MSP - MSP (Nov/11/2005 )
This is my first time posting so please be gentle
I am looking to set up a MSP experiment to establish whether or not my candidate genes are slienced by methylation in my tumour samples. I have been doing alot of reading and am fairly confident about the principles of MSP. To test myself I have looked at the MSP primers and gene sequences others have used in publications taking into account promoter, exon and predicted CpG island locations.
I have frequently noticed that the MSP primers together span at most 9 CpG sites and the product is a small size compared to that of the promoter region and corresponding CpG island. In some cases these products were sequenced to establish the methylation state of other CpG sites between the MSP primers but not in all cases.
Is this enough information about the methylation status of a promoter region to state that promoter methylation has silenced a gene?
I planned to do MSP followed by (CGCG) BstUI restriction digest. Do you think this would be sufficient to establish the methylation state of a promoter if the whole promoter is looked at by the MSP primers (or multiple sets).
Sorry its long winded, I am just confused over how only MSP over a small region of the promoter has been used to determin the methylation state of a promoter.
Thanks for your time.
I think you are on the right track.
One think I want to point out is that digesting MSP product by BstUI makes no sense, because MSP products either from methylated or unmethylated primer pair are biased PCR products. The M product will have more methylated molecues if not all than the U product.
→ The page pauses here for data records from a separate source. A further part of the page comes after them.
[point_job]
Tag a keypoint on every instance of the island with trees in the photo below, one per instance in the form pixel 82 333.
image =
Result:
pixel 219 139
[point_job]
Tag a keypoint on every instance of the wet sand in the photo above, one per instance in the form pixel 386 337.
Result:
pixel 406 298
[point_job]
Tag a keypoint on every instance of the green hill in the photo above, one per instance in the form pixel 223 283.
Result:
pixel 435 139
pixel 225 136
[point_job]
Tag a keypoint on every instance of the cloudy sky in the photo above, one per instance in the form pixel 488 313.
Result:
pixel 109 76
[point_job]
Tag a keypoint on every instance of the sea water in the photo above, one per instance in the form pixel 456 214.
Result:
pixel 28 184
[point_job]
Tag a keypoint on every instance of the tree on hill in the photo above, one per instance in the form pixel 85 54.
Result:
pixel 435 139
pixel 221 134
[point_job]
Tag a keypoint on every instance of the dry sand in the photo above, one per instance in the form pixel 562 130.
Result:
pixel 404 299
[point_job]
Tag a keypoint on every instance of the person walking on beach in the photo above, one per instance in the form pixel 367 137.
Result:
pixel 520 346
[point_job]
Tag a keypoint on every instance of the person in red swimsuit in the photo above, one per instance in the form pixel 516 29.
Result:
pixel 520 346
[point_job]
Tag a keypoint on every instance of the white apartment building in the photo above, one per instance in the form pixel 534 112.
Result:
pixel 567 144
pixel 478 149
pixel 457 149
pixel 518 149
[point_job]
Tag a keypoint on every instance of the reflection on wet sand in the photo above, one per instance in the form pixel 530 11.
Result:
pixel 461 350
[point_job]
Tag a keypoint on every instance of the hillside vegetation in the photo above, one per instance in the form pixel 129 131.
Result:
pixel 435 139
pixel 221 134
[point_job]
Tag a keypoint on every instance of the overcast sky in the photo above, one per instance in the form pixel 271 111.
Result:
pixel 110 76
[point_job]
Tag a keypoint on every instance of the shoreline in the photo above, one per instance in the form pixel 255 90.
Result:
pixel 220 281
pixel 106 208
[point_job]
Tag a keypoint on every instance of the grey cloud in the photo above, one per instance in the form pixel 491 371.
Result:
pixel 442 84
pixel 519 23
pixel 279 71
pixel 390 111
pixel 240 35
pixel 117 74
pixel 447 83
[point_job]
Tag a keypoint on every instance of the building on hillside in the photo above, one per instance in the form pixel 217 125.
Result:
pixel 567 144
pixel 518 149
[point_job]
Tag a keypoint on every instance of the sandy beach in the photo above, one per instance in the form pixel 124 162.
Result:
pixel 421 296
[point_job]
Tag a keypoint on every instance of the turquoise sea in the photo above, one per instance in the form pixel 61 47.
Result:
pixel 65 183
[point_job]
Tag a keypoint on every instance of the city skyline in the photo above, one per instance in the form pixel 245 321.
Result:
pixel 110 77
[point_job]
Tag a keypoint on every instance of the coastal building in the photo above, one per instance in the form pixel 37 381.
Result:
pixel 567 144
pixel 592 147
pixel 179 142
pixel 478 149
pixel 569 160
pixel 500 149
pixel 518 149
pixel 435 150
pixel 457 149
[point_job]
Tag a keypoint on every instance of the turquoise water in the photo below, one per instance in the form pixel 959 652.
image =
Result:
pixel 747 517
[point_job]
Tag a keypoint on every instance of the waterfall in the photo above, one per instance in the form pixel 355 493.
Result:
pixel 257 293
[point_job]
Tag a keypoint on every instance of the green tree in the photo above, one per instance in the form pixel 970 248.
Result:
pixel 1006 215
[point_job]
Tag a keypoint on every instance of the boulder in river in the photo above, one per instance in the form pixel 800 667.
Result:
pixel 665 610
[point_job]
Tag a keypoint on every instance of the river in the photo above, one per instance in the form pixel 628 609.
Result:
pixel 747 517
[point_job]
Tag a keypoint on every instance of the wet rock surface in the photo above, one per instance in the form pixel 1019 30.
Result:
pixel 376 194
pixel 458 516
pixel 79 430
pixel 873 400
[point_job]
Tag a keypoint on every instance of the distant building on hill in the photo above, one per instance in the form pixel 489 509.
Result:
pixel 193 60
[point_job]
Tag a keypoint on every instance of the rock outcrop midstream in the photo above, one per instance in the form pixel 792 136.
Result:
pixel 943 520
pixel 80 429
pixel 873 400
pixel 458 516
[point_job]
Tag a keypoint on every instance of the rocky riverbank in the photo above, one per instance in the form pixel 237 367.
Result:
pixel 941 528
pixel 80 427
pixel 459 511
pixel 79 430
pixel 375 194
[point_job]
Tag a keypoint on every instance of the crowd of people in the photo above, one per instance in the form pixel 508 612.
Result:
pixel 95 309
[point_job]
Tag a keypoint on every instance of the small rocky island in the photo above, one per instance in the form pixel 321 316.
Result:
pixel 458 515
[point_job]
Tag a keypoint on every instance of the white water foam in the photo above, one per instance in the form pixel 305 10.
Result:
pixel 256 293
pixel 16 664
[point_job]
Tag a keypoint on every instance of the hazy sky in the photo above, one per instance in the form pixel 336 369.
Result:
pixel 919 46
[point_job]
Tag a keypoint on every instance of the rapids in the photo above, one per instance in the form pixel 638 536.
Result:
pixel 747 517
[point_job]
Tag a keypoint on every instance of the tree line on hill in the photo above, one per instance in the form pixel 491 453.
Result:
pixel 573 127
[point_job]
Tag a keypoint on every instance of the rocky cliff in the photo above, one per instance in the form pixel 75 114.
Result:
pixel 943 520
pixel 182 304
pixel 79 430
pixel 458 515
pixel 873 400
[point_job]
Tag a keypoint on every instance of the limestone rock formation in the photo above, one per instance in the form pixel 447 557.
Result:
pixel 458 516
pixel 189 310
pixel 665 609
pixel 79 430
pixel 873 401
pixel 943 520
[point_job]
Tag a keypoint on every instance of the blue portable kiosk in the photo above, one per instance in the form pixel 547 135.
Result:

MSP can only tell you the methylation status of the CpG sites where the primers bind to. If the gene you are interested in has not been studied before, you better first do a bisulfite genomic sequencing analysis to determine methylation of which CpG sites is important for transcription and then you can use MSP to screen large number of samples for methylation at those sites.
I second pcrman,
in addition, for promoters it is generally assumed that MSP primers to promoters will reflect the general methylation status of the whole promoter. however, there will be exceptions as all you need is to inhibitor transcription factor binding within the promoter and all this needs is methylation of the binding site (while the rest of the promoter is unmethylated).
It would be pruedent to look at the entire promoter for methylation status and then screen your samples by MSP.